Non c'è campo in Israele
L’amministratore delegato del gigante della telefonia francese Orange, Stéphane Richard, al Cairo ha detto che, potendo, interromperebbe “domani mattina” il rapporto fra la sua azienda e Israele. L’intenzione comunque, ha detto Richard, è di ritirare il marchio da Israele il prima possibile. Ne è nata una crisi politica fra Gerusalemme e Parigi, e un’ennesima dimostrazione del livello di penetrazione del movimento del boicottaggio anti israeliano nel business che conta. E’ in corso l’isolamento economico di Gerusalemme. Numerose banche d’affari e istituti finanziari hanno voltato le spalle agli israeliani, lanciando una moratoria dei loro istituti di credito. La più grande banca danese, Danske Bank, ha posto l’israeliana Hapoalim nella black list etica. La banca svedese Nordea ha messo sotto scrutinio le israeliane Leumi e Mizrahi-Tefahot e il più grande fondo pensione olandese, Pggm, ha ritirato gli investimenti da cinque istituti finanziari dello stato ebraico. Il più grande fondo sovrano del mondo, quello norvegese che gestisce oltre 800 miliardi di dollari, ha ritirato gli investimenti da due compagnie israeliane: Africa Israel Investments e Danya Cebus. E la Vitens, azienda leader dell’erogazione dell’acqua nei Paesi Bassi, ha tagliato con l’israeliana Mekorot.
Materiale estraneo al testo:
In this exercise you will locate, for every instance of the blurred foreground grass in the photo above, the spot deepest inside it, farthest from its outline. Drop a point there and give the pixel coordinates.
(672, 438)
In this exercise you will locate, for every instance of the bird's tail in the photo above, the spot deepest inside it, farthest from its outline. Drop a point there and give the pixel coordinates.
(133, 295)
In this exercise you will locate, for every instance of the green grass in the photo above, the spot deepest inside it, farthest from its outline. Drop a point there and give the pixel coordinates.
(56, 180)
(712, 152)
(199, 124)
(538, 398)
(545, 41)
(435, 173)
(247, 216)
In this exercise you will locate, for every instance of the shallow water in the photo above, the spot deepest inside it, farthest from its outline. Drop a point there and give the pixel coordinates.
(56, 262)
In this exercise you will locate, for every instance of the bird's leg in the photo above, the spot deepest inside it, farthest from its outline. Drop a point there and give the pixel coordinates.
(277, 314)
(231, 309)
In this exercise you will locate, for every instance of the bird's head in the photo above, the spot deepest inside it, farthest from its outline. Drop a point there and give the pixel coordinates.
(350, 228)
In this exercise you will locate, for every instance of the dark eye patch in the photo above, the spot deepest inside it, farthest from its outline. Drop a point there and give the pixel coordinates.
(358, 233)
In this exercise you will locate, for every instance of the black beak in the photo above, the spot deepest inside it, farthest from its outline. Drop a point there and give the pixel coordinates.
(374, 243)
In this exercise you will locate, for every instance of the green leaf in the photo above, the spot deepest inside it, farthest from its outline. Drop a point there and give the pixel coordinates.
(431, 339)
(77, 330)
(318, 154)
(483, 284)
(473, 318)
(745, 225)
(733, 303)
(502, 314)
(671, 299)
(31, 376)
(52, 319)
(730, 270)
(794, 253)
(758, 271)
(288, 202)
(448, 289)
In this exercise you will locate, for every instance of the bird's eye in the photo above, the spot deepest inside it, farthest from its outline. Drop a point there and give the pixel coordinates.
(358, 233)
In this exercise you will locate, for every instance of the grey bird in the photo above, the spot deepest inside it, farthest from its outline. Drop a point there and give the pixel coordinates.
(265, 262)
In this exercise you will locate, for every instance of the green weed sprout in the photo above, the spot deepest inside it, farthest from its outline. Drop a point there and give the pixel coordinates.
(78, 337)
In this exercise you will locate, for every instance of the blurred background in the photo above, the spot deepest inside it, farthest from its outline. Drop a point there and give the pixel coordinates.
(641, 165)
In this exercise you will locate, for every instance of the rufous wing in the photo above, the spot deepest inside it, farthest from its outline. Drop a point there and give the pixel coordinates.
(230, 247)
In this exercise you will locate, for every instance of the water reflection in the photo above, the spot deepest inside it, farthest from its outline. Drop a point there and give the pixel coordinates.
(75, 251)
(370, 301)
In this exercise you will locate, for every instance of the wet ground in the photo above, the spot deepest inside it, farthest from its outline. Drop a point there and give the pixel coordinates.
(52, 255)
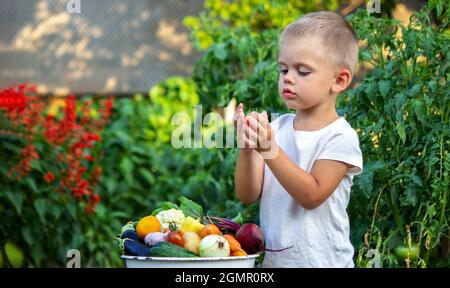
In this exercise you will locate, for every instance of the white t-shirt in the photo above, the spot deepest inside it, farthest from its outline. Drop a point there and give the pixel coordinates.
(321, 237)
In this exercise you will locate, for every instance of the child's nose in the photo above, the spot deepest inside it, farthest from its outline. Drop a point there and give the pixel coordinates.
(288, 78)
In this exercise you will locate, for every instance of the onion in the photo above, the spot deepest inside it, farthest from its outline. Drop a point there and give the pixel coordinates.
(214, 246)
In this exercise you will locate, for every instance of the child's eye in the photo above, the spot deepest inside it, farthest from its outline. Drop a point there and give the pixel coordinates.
(303, 73)
(283, 71)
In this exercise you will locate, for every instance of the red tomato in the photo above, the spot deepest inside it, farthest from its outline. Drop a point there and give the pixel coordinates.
(176, 237)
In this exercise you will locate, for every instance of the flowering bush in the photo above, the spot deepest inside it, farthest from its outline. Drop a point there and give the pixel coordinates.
(50, 169)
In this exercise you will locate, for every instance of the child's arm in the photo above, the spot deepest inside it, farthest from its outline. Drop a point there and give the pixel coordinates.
(249, 176)
(308, 189)
(249, 172)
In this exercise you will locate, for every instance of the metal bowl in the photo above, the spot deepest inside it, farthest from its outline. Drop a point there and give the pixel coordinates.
(186, 262)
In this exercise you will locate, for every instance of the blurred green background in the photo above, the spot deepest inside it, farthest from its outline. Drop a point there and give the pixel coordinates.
(399, 105)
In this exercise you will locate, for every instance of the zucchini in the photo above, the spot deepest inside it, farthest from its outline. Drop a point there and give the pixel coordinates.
(166, 249)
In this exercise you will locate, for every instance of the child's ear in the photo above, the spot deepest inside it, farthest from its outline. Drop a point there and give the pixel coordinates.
(343, 78)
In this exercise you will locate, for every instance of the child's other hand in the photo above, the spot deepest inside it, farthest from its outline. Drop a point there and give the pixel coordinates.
(260, 133)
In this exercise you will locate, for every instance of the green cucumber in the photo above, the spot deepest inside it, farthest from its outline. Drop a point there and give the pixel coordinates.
(166, 249)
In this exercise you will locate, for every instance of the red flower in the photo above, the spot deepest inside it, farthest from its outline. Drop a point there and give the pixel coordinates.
(49, 177)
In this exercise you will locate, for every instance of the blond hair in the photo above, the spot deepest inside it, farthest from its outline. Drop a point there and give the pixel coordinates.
(337, 37)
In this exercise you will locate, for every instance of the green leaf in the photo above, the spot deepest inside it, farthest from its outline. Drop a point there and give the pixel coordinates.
(165, 206)
(16, 199)
(32, 184)
(220, 52)
(190, 208)
(28, 235)
(147, 175)
(41, 207)
(401, 131)
(126, 167)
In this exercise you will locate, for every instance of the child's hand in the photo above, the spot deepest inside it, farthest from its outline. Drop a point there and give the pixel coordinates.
(260, 133)
(241, 125)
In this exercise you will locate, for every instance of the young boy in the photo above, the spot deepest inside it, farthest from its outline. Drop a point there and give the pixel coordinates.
(301, 165)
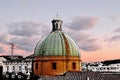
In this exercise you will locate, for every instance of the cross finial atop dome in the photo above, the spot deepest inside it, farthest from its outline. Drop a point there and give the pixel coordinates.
(57, 23)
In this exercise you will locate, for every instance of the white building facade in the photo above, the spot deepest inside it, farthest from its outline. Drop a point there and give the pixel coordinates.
(16, 64)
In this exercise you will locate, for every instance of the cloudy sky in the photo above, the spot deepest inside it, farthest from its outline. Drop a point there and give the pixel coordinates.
(93, 24)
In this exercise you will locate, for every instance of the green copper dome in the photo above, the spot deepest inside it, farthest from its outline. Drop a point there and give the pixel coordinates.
(57, 43)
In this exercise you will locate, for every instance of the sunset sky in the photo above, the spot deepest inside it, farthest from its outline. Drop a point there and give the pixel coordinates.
(93, 24)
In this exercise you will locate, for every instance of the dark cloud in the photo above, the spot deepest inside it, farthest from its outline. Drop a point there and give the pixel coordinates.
(114, 38)
(27, 44)
(1, 50)
(90, 45)
(27, 29)
(82, 23)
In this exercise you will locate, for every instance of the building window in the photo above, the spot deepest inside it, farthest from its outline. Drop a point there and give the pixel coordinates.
(36, 66)
(13, 68)
(19, 68)
(25, 67)
(74, 65)
(54, 66)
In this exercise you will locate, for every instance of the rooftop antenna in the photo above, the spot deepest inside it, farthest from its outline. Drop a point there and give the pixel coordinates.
(12, 48)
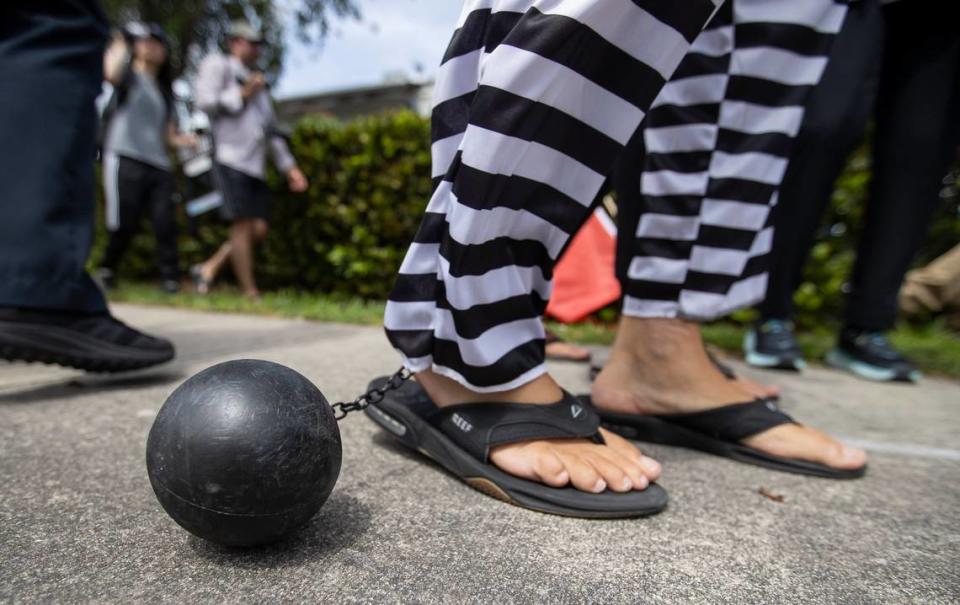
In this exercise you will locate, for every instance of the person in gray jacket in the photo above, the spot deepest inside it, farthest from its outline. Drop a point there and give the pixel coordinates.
(139, 128)
(234, 95)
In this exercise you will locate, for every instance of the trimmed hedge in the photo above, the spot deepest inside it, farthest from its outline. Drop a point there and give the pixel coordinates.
(369, 183)
(346, 235)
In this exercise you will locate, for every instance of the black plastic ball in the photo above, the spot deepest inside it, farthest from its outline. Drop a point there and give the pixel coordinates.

Venerdì i commentatori israeliani, compreso l’uomo della strada, hanno mandato direttamente a quel paese la Orange, gridando all’ipocrisia, perché nella mossa di Richard pesa la capacità di ricatto che il mondo arabo-islamico è riuscito a generare nella grande azienda di telefonia mobile. Ma forse, più sapidamente, si potrebbe far presente ai francesi che la telefonia cellulare con cui Orange fa profitto nel mondo è stata sviluppata dalla Motorola proprio in Israele e che scienziati israeliani hanno creato tutte le più importanti tecnologie presenti nei nostri telefonini, compresi, tanto per fare qualche esempio, gli sms e l’applicazione stradale gratuita Waze, usata oggi in tutto il mondo. Provasse il signor Richard a sostituire il “made in Israel” dentro ai telefoni che usano Orange con dispositivi “made in Cairo” o “made in Teheran”. Boicottassero pure tutto quello che è israeliano per sostituirlo con le invenzioni dei palestinesi, tipo giubbotti esplosivi, bombe umane, candelotti, missili a breve e lunga gittata. Vedremo allora se hanno campo.